William Henry Causon
William Causon was born in Saul in the summer of 1896, the second of Thomas William Ballinger Causon (a miller, but later a gardener) and Frances Alice Mildred Allen's seven children. He was baptised in Frampton on 20 December the same year. The family lived in Shakespeare Cottage, Vicarage Lane, a property with five rooms, including the kitchen. William caught measles in November 1910 during an epidemic which caused the death of eight children from the National School that winter. He worked as labourer before the war.

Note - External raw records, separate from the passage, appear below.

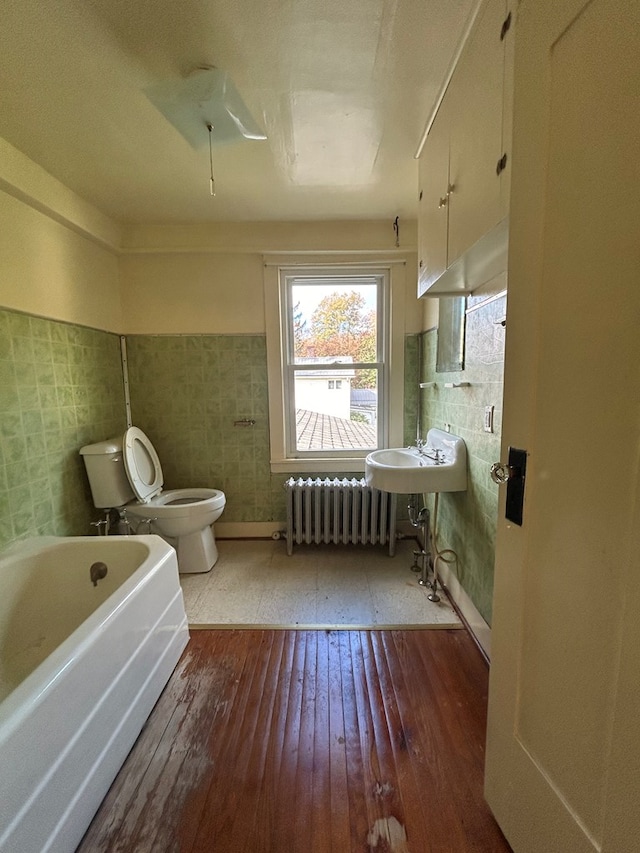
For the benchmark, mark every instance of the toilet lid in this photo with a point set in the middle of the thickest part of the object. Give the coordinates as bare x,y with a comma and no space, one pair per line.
141,464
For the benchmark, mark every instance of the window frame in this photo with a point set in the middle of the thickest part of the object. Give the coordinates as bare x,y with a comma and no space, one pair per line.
391,410
290,367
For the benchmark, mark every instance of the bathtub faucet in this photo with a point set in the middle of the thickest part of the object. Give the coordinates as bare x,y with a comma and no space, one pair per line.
97,571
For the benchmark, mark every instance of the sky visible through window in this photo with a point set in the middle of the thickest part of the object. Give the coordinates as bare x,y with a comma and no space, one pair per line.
335,321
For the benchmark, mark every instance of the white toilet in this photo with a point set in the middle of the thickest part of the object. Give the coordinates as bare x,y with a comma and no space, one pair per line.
126,473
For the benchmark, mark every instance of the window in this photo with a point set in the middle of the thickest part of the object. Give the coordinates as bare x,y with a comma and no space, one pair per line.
329,355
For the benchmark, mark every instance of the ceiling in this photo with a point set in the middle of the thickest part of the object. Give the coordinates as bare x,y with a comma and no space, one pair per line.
342,89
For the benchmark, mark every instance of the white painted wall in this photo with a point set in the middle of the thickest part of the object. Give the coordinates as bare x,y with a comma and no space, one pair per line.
58,255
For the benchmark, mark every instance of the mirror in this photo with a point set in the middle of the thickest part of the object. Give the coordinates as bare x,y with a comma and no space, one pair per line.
451,324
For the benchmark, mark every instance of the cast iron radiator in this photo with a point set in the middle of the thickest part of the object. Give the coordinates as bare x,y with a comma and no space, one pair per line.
339,511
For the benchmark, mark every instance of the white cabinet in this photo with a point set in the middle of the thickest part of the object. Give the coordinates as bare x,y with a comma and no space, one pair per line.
464,165
433,202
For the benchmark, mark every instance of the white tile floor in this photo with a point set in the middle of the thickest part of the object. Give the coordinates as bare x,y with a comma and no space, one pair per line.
255,584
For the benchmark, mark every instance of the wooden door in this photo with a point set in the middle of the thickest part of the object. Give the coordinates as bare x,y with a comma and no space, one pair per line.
563,746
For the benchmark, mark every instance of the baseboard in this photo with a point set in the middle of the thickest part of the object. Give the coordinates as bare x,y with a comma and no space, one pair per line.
469,612
249,529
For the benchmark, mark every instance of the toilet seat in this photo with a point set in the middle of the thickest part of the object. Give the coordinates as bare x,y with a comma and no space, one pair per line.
142,465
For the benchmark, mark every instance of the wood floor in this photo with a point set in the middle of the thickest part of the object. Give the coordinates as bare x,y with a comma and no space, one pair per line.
309,742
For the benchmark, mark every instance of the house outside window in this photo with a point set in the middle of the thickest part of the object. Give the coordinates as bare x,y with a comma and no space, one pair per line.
329,357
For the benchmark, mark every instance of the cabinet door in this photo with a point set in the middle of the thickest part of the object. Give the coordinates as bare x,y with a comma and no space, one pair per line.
476,132
433,205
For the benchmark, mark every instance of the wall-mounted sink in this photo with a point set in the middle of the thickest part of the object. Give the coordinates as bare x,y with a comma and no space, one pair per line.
440,465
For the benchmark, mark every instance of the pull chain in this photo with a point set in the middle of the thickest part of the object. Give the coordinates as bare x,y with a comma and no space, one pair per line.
212,183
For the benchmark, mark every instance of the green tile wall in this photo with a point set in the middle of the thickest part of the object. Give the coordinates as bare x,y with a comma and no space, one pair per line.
60,387
467,520
187,392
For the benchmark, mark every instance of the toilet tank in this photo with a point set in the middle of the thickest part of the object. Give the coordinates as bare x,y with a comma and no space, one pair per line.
106,472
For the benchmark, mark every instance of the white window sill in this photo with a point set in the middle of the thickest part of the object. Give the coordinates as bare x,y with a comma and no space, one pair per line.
342,465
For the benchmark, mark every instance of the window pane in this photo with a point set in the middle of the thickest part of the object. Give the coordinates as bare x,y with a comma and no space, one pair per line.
336,414
335,320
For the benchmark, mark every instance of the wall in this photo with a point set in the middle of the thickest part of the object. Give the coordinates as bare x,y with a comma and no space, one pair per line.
60,388
467,520
60,381
57,254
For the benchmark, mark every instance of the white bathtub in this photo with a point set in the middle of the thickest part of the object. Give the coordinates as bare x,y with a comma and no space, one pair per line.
81,667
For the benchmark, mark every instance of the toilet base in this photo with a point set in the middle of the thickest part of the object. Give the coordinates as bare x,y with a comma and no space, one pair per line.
197,552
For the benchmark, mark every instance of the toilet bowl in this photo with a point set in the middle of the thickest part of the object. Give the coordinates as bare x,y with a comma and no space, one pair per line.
126,474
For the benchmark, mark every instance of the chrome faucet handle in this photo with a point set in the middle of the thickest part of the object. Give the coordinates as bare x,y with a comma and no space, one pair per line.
99,525
148,522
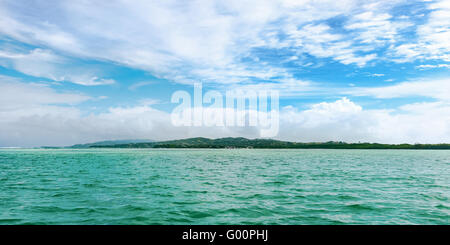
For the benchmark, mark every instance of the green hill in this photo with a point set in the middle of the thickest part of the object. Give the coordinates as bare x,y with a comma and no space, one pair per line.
267,144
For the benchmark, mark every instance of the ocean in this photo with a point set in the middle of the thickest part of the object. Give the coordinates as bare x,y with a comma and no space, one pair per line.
224,186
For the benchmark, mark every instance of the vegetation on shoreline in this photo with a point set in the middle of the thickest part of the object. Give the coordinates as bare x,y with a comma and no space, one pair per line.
268,144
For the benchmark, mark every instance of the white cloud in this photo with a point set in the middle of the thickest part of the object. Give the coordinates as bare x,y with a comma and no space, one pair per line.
46,64
432,41
202,40
433,66
48,119
137,85
432,88
344,120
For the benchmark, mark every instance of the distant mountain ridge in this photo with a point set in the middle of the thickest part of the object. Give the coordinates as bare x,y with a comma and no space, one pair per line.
110,143
240,142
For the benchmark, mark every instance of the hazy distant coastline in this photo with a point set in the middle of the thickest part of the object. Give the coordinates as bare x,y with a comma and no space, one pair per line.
240,142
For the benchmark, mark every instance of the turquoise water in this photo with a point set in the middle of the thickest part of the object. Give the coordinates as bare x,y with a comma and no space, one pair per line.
148,186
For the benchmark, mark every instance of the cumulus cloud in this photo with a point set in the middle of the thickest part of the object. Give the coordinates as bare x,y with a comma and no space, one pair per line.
48,118
210,40
46,64
433,88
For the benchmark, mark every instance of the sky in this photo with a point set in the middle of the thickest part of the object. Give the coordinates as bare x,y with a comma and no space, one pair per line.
355,71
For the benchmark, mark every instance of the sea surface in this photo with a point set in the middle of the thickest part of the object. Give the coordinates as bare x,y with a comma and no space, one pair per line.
245,186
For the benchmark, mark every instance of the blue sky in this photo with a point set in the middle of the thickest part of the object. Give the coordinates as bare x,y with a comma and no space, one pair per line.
82,71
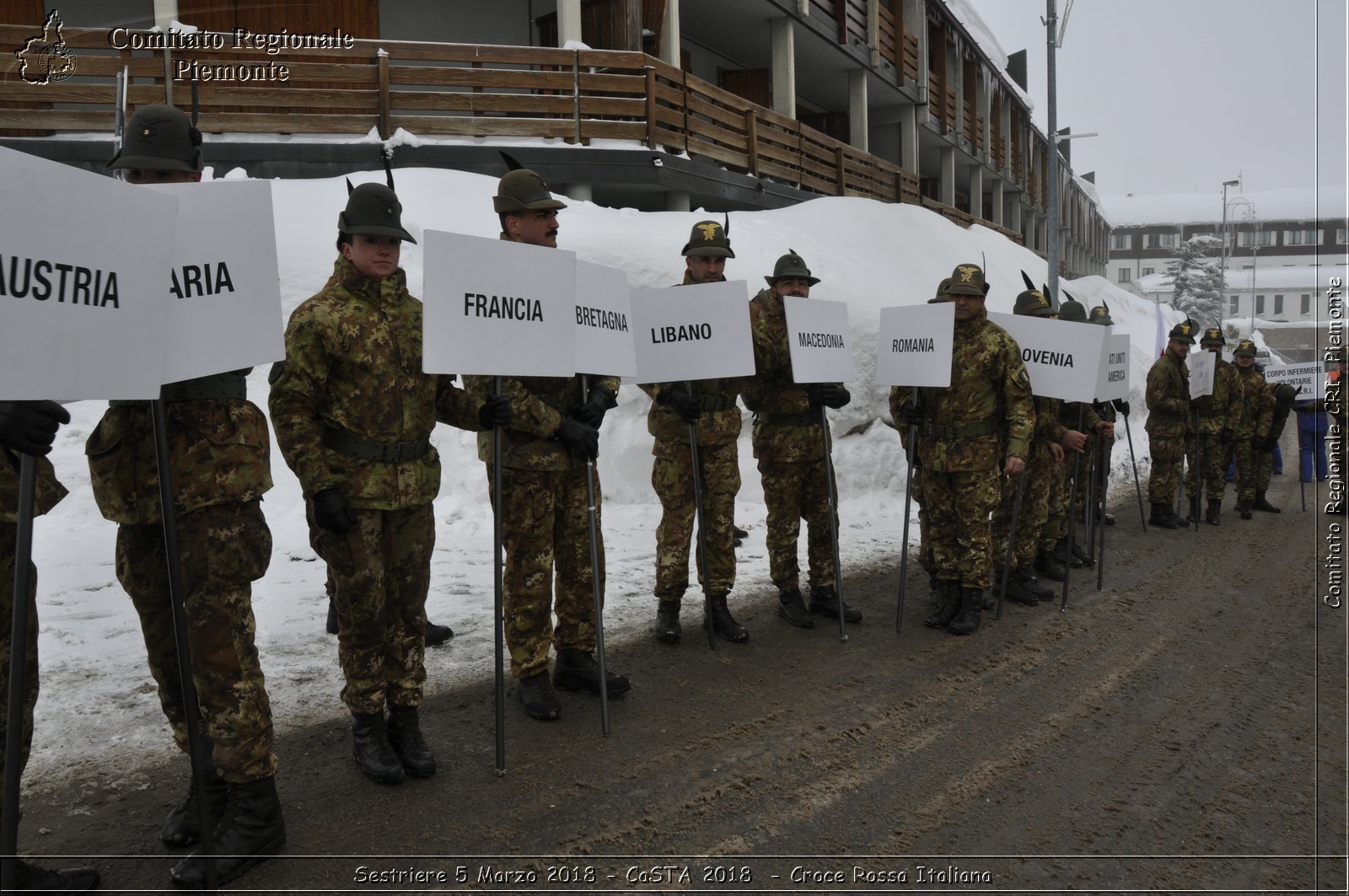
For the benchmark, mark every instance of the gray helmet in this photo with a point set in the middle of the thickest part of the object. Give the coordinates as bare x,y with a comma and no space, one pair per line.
791,265
159,138
373,209
524,190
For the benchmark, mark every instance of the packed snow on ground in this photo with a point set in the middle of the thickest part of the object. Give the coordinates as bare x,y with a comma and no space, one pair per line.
99,716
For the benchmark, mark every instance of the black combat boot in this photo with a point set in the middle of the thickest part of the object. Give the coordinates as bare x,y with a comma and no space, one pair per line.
825,601
1214,510
536,694
723,622
182,828
1263,505
667,622
949,606
67,880
371,749
250,831
405,737
793,608
1164,517
971,605
578,671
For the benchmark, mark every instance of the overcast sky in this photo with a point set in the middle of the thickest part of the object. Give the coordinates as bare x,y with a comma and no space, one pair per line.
1190,94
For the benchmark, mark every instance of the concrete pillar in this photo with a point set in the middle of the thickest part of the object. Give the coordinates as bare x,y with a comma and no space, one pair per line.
857,116
784,67
568,20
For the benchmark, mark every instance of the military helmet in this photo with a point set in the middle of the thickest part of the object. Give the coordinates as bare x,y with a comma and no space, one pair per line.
791,265
968,280
1072,311
524,190
159,138
710,238
373,209
1032,304
1101,314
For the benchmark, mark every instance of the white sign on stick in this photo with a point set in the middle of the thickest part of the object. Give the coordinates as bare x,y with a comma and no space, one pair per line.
1201,366
1062,358
1113,379
497,308
818,341
604,321
224,292
83,265
914,346
1310,377
692,332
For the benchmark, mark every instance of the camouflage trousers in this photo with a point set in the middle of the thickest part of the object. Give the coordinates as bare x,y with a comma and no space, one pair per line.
672,476
795,491
546,532
1035,509
223,550
382,571
958,507
8,534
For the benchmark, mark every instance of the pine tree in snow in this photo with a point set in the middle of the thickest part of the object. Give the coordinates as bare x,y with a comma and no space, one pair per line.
1198,282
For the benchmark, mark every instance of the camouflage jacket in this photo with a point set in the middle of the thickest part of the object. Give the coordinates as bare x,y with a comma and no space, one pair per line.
1223,409
1169,397
786,426
1256,402
219,453
985,413
47,494
354,368
721,420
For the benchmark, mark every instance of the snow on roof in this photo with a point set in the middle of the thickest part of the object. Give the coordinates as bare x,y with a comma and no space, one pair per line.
1303,202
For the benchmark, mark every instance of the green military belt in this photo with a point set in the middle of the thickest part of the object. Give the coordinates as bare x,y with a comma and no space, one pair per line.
216,386
393,453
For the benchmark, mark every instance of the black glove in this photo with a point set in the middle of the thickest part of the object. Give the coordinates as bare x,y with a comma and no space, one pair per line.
30,427
579,437
496,412
593,412
829,394
680,402
332,512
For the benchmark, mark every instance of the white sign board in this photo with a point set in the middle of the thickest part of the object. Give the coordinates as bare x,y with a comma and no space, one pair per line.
83,265
818,341
224,292
914,346
1310,377
497,308
604,321
1201,365
1062,358
692,332
1113,378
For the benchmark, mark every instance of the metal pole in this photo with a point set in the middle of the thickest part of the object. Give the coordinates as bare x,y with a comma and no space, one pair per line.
177,602
18,673
599,597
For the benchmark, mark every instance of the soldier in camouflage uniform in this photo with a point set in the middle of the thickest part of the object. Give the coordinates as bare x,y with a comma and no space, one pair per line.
712,410
27,427
546,521
1220,416
219,458
969,432
789,447
1169,426
1254,464
368,471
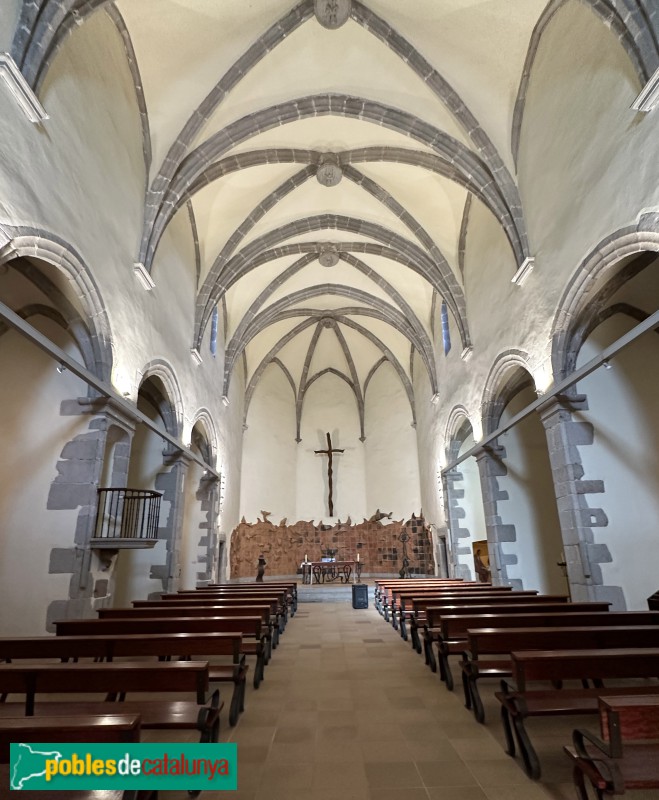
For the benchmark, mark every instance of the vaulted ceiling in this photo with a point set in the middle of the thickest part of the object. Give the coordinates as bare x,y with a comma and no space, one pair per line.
327,155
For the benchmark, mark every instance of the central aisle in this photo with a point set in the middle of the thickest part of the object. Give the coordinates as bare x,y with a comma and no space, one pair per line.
348,712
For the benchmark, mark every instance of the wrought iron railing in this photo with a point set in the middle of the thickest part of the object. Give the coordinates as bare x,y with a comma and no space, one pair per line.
127,514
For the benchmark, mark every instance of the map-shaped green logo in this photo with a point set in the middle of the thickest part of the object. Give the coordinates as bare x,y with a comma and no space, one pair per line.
30,764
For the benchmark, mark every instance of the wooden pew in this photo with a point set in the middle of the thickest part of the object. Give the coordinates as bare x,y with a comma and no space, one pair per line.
280,610
150,612
452,636
436,600
626,754
521,699
503,641
121,728
395,597
381,586
430,618
110,647
414,608
289,586
116,680
253,641
402,603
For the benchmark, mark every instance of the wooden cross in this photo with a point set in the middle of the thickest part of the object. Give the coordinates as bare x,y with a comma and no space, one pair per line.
328,453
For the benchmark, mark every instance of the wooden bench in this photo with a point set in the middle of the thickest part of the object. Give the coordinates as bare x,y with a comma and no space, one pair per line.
428,613
115,680
503,641
279,611
384,590
281,594
521,698
151,612
121,728
396,599
253,638
110,647
289,586
451,633
626,755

On 9 September 1915 William enlisted in the 14th (Service) Battalion (West of England) Gloucestershire Regiment at Chisledon. This unit was known as a 'bantam' battalion, a bantam, in British Army usage, being a soldier of below the minimum regulation height of 5 ft 3 in; he was only 5 ft 1 in tall. In December 1915, during training at Tidworth, Wilts, William sustained an injury. He had been fallen out from drill and was running about to keep warm but fell and was kicked by another soldier running behind. His right tibia was fractured and he was left with a significant limp. He was transferred to 15th (Reserve) Battalion Gloucestershire Regiment in January 1916, but was later declared physically unfit and was discharged on 10 July 1916. He received the Silver War Badge and is commemorated on the plaque in the Village Hall.
William Causon is recorded as living in the village with his parents until 1921. He has not been definitively traced after that date, although the death of a William Henry Causon born 27 June 1896 was recorded in the second quarter of 1979 in the Ogwr district of Glamorgan.